The fragments all came together. A portrait of Abby's mystery boyfriend. Someone older, someone she admired. Someone she needed to protect, to keep their relationship a secret. Someone who knew how to send surreptitious messages through an e-mail account.

Sean got up to leave. Emily frowned as people in the gallery started looking at them. Even Hellstrom paused a beat.

“Where are you going?” Emily whispered.

Sean reached for her hand. She must have read it in his face because she let him virtually pull her out of her seat. Heads in the gallery snapped after them as Sean and Emily hurried out of the courtroom.

In the corridor of the Prettyman building, Emily turned toward her husband. “What's going on?” She looked into his eyes. “What's wrong?”

“I know who was with Abby in the library that night.”

 

CHAPTER 75

Sean charged into the Supreme Court, the wind whooshing into the entryway doors. It was the first time he'd been in the building since
Before.

The ground floor still gleamed with white marble, John Marshall still sat stoically in bronze, the eyes on the portraits of past justices still seemed to follow as you walked by. Sean headed to the elevator and waited. He kept his head down. The court was a friendly place, a community of people who cared about the institution and one another, and he didn't want to have to engage in obligatory small talk or condolences. The elevator door opened and he had a rush of emotion, recalling the last time he'd glided up to the library that dark night. Today, though, the attendant was present. Esther was an elderly black woman who'd spent the better part of her life working in the seven-by-five-foot paneled box, crouched on a stool pushing buttons for people. Sean was surprised when Esther didn't say anything, but lifted herself up from the stool, gave him a hug, and returned to her station.

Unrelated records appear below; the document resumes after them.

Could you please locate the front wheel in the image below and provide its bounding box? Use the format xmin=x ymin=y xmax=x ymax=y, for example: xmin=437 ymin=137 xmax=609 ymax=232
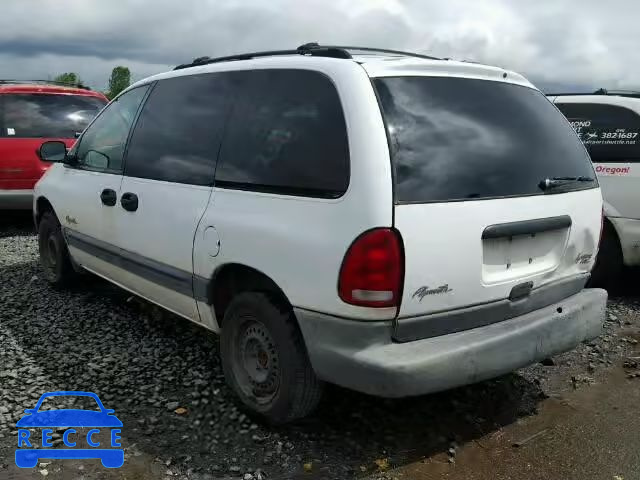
xmin=220 ymin=292 xmax=323 ymax=424
xmin=38 ymin=211 xmax=77 ymax=287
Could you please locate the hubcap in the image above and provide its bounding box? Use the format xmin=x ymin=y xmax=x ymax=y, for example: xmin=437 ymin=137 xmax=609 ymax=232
xmin=235 ymin=320 xmax=280 ymax=403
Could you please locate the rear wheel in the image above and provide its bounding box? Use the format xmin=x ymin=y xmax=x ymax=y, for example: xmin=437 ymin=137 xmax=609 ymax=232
xmin=220 ymin=292 xmax=323 ymax=423
xmin=38 ymin=211 xmax=77 ymax=287
xmin=587 ymin=222 xmax=624 ymax=291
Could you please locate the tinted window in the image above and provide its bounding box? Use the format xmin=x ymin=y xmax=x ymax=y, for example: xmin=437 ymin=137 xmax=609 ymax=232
xmin=216 ymin=70 xmax=349 ymax=197
xmin=75 ymin=85 xmax=148 ymax=171
xmin=125 ymin=73 xmax=235 ymax=185
xmin=374 ymin=77 xmax=596 ymax=202
xmin=0 ymin=94 xmax=106 ymax=138
xmin=557 ymin=103 xmax=640 ymax=162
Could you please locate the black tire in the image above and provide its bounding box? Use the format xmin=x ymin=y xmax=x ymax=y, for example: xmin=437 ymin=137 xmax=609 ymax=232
xmin=38 ymin=211 xmax=78 ymax=287
xmin=220 ymin=292 xmax=324 ymax=424
xmin=587 ymin=222 xmax=624 ymax=292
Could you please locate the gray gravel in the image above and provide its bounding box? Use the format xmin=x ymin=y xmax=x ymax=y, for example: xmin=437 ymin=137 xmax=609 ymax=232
xmin=0 ymin=218 xmax=640 ymax=480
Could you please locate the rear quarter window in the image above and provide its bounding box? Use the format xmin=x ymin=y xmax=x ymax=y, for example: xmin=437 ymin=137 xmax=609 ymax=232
xmin=374 ymin=77 xmax=597 ymax=203
xmin=556 ymin=103 xmax=640 ymax=163
xmin=215 ymin=69 xmax=349 ymax=198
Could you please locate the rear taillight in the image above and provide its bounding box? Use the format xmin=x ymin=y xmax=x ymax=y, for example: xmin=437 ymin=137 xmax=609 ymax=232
xmin=338 ymin=228 xmax=404 ymax=307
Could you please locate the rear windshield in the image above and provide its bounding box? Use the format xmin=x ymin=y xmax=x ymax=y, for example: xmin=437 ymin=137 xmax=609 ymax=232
xmin=0 ymin=93 xmax=106 ymax=138
xmin=374 ymin=77 xmax=597 ymax=203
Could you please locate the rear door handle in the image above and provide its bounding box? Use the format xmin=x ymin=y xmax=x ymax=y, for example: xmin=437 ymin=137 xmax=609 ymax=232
xmin=120 ymin=192 xmax=138 ymax=212
xmin=100 ymin=188 xmax=118 ymax=207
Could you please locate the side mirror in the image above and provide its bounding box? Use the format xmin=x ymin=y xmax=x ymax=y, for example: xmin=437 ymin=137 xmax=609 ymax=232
xmin=38 ymin=141 xmax=67 ymax=163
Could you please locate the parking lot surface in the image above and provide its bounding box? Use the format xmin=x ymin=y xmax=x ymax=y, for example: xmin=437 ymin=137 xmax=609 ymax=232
xmin=0 ymin=214 xmax=640 ymax=480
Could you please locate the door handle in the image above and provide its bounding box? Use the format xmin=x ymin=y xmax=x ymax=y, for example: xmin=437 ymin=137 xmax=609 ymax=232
xmin=120 ymin=192 xmax=138 ymax=212
xmin=100 ymin=188 xmax=118 ymax=207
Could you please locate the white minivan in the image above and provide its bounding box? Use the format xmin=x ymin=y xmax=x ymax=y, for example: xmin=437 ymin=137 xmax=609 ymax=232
xmin=34 ymin=44 xmax=607 ymax=422
xmin=549 ymin=89 xmax=640 ymax=288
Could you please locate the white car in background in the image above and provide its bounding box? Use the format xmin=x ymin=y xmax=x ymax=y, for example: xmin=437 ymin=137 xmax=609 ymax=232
xmin=549 ymin=89 xmax=640 ymax=287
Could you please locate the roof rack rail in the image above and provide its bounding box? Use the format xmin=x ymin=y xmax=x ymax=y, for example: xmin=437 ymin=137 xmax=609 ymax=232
xmin=0 ymin=79 xmax=91 ymax=90
xmin=547 ymin=88 xmax=640 ymax=98
xmin=174 ymin=42 xmax=441 ymax=70
xmin=312 ymin=43 xmax=444 ymax=60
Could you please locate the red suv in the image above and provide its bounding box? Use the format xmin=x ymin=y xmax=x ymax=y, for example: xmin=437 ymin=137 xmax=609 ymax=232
xmin=0 ymin=80 xmax=108 ymax=210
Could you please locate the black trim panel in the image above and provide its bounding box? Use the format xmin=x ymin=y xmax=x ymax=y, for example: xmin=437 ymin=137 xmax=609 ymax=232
xmin=482 ymin=215 xmax=571 ymax=239
xmin=64 ymin=228 xmax=208 ymax=302
xmin=393 ymin=274 xmax=589 ymax=342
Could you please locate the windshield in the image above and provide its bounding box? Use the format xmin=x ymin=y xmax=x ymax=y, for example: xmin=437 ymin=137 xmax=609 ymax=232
xmin=0 ymin=93 xmax=106 ymax=138
xmin=374 ymin=77 xmax=597 ymax=203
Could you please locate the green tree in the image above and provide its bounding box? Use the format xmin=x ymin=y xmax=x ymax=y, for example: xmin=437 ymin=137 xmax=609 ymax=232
xmin=53 ymin=72 xmax=82 ymax=85
xmin=107 ymin=67 xmax=131 ymax=100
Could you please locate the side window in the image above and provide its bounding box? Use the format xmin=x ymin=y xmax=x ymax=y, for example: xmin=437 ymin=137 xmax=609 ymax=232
xmin=557 ymin=103 xmax=640 ymax=162
xmin=125 ymin=73 xmax=235 ymax=185
xmin=216 ymin=70 xmax=349 ymax=198
xmin=76 ymin=85 xmax=149 ymax=172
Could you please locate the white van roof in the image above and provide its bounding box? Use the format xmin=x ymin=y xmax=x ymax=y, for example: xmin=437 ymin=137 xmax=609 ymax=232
xmin=132 ymin=44 xmax=536 ymax=89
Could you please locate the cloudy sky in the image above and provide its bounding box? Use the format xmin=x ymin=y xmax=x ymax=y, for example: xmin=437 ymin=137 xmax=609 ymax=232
xmin=0 ymin=0 xmax=640 ymax=91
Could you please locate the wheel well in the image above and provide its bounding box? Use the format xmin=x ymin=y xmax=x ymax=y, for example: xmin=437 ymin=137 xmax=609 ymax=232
xmin=35 ymin=197 xmax=56 ymax=228
xmin=207 ymin=263 xmax=291 ymax=326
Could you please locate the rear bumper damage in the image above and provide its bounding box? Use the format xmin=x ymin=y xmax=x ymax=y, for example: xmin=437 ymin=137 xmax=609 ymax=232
xmin=295 ymin=289 xmax=607 ymax=398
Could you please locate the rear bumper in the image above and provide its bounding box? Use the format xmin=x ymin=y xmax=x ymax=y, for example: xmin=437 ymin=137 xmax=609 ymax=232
xmin=295 ymin=289 xmax=607 ymax=398
xmin=0 ymin=189 xmax=33 ymax=210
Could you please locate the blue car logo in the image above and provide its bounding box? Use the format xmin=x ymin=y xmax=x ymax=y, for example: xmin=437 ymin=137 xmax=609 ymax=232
xmin=16 ymin=392 xmax=124 ymax=468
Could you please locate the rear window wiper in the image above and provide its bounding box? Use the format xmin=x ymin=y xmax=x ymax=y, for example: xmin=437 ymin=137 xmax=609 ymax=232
xmin=538 ymin=177 xmax=595 ymax=190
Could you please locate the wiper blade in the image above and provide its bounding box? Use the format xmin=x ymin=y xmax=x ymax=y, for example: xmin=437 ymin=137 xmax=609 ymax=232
xmin=538 ymin=177 xmax=595 ymax=190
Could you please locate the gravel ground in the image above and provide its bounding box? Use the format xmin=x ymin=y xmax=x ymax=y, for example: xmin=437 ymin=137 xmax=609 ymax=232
xmin=0 ymin=213 xmax=640 ymax=480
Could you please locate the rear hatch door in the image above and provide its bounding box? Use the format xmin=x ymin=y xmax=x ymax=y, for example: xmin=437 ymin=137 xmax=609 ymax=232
xmin=374 ymin=76 xmax=602 ymax=325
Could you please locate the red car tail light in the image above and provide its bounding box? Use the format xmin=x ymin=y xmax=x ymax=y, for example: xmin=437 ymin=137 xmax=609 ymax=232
xmin=338 ymin=228 xmax=404 ymax=307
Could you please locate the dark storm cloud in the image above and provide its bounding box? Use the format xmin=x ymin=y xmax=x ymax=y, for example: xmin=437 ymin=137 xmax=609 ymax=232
xmin=0 ymin=0 xmax=640 ymax=88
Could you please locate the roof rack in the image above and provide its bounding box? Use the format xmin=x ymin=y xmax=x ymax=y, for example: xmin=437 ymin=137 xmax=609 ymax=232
xmin=0 ymin=79 xmax=91 ymax=90
xmin=547 ymin=88 xmax=640 ymax=98
xmin=174 ymin=42 xmax=441 ymax=70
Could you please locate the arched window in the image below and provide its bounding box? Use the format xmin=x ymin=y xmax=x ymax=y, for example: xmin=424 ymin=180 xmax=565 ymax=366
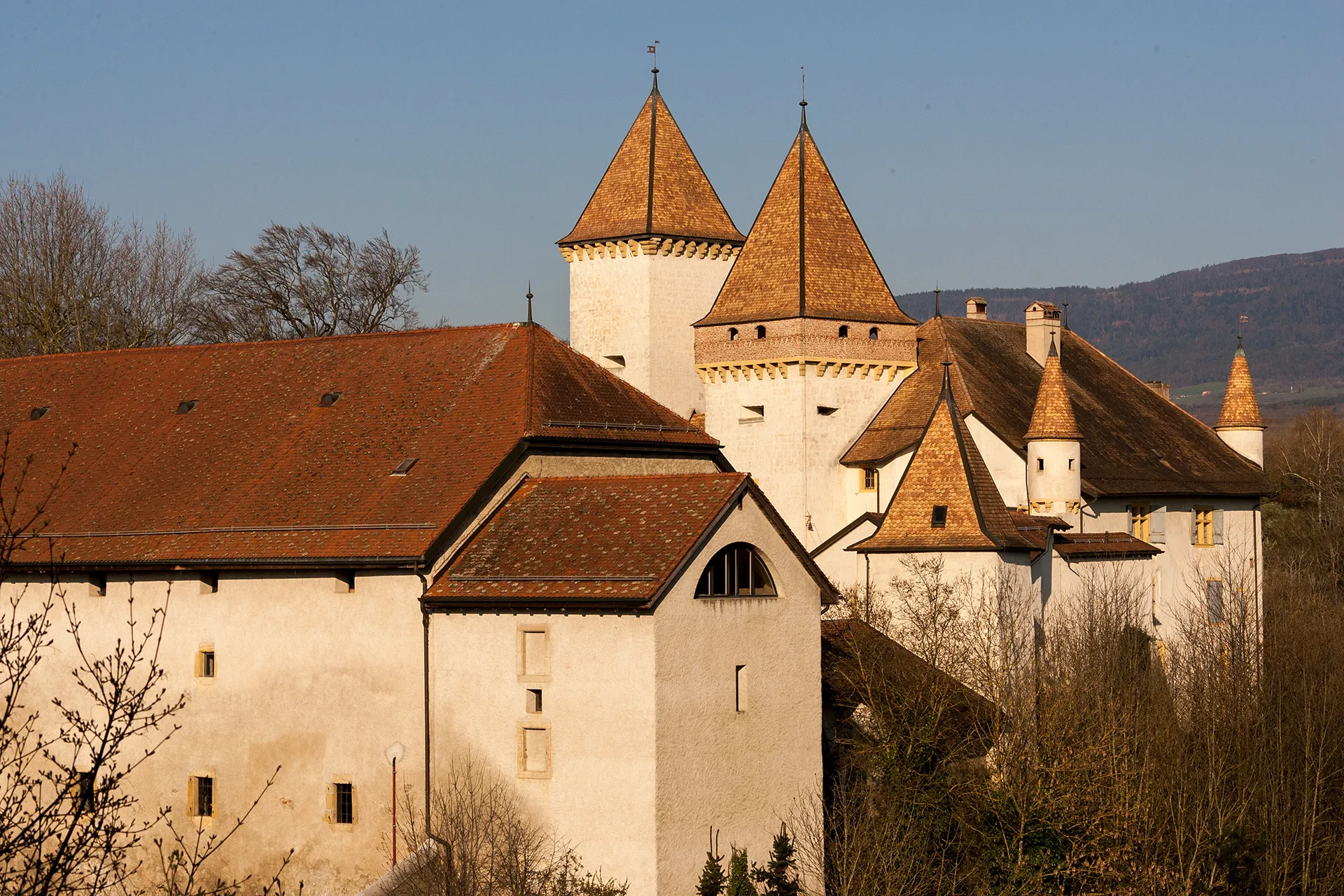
xmin=695 ymin=541 xmax=776 ymax=598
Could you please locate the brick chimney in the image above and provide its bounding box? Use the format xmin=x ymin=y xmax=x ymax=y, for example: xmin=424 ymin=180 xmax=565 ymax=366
xmin=1027 ymin=302 xmax=1063 ymax=367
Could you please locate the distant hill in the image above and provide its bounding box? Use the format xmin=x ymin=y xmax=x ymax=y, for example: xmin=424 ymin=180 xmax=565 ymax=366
xmin=897 ymin=248 xmax=1344 ymax=402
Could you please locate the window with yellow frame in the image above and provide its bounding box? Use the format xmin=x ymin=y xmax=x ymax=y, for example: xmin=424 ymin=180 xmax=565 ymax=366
xmin=1129 ymin=501 xmax=1153 ymax=541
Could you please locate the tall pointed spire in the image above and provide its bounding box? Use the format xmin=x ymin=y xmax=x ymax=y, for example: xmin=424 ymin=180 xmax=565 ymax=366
xmin=556 ymin=75 xmax=746 ymax=246
xmin=696 ymin=113 xmax=916 ymax=326
xmin=1026 ymin=336 xmax=1084 ymax=442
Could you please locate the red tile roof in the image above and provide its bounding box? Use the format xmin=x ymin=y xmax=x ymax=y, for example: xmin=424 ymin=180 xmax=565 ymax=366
xmin=696 ymin=124 xmax=916 ymax=326
xmin=841 ymin=317 xmax=1268 ymax=496
xmin=426 ymin=473 xmax=832 ymax=608
xmin=1215 ymin=345 xmax=1265 ymax=430
xmin=556 ymin=80 xmax=746 ymax=246
xmin=0 ymin=323 xmax=716 ymax=566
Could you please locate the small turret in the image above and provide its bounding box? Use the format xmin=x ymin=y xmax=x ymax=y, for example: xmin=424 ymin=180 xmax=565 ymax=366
xmin=1214 ymin=336 xmax=1265 ymax=468
xmin=1027 ymin=337 xmax=1084 ymax=519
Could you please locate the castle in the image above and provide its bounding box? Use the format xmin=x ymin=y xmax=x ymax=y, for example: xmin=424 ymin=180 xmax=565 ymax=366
xmin=10 ymin=71 xmax=1266 ymax=895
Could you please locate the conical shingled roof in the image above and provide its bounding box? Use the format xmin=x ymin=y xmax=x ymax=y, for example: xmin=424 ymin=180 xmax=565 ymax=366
xmin=852 ymin=370 xmax=1033 ymax=554
xmin=1026 ymin=339 xmax=1084 ymax=442
xmin=556 ymin=75 xmax=746 ymax=246
xmin=696 ymin=120 xmax=916 ymax=326
xmin=1214 ymin=344 xmax=1265 ymax=430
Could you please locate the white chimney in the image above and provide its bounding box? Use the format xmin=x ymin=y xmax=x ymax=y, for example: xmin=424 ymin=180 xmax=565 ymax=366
xmin=1027 ymin=302 xmax=1065 ymax=367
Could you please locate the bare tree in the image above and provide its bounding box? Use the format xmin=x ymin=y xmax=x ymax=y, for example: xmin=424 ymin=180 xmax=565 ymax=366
xmin=196 ymin=224 xmax=428 ymax=342
xmin=0 ymin=174 xmax=203 ymax=356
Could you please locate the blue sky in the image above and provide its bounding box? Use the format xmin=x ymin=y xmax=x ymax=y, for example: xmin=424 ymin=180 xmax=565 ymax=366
xmin=0 ymin=0 xmax=1344 ymax=335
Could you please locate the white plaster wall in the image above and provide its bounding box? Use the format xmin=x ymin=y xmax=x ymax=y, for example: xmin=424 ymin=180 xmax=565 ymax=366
xmin=430 ymin=614 xmax=657 ymax=893
xmin=966 ymin=414 xmax=1027 ymax=507
xmin=650 ymin=497 xmax=821 ymax=896
xmin=570 ymin=253 xmax=732 ymax=416
xmin=706 ymin=364 xmax=898 ymax=550
xmin=1082 ymin=496 xmax=1264 ymax=639
xmin=15 ymin=573 xmax=424 ymax=893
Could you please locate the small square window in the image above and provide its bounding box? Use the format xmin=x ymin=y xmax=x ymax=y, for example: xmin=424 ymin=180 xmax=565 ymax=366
xmin=517 ymin=722 xmax=551 ymax=778
xmin=336 ymin=782 xmax=355 ymax=825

It was one of the most genuine responses he'd received to Abby's death.

The elevator doors opened and Sean stepped into the library. He paused a beat, bracing himself, before he crossed the hall to the librarian stations. He fought off the image of his daughter's twisted and lifeless body, stuffed away in the shelf. He needed to stay sharp.

The library staff fluttered around, whispering and staring, until one of the librarians approached and asked Sean if he needed assistance.

Sean asked for the location of the court's most recent opinions from the term. It would be too soon for the opinions to be in the bound
U.S. Reports,
Sean knew. The opinions would still be in the small booklets printed by the court. And sure enough, the librarian led Sean into the Reading Room to a cache of booklets stacked on a shelf near the front of the room. She averted her gaze from the back, which had a scrim that hung from the vaulted ceilings cordoning off the scene of the crime. Sean wasn't sure whether it was sealed off by the investigators or whether it was now a construction area. Sean presumed that the court's curator would order a fresh redesign of the back of the library as soon as possible, to prevent the staff at One First Street from having to imagine the grisly events.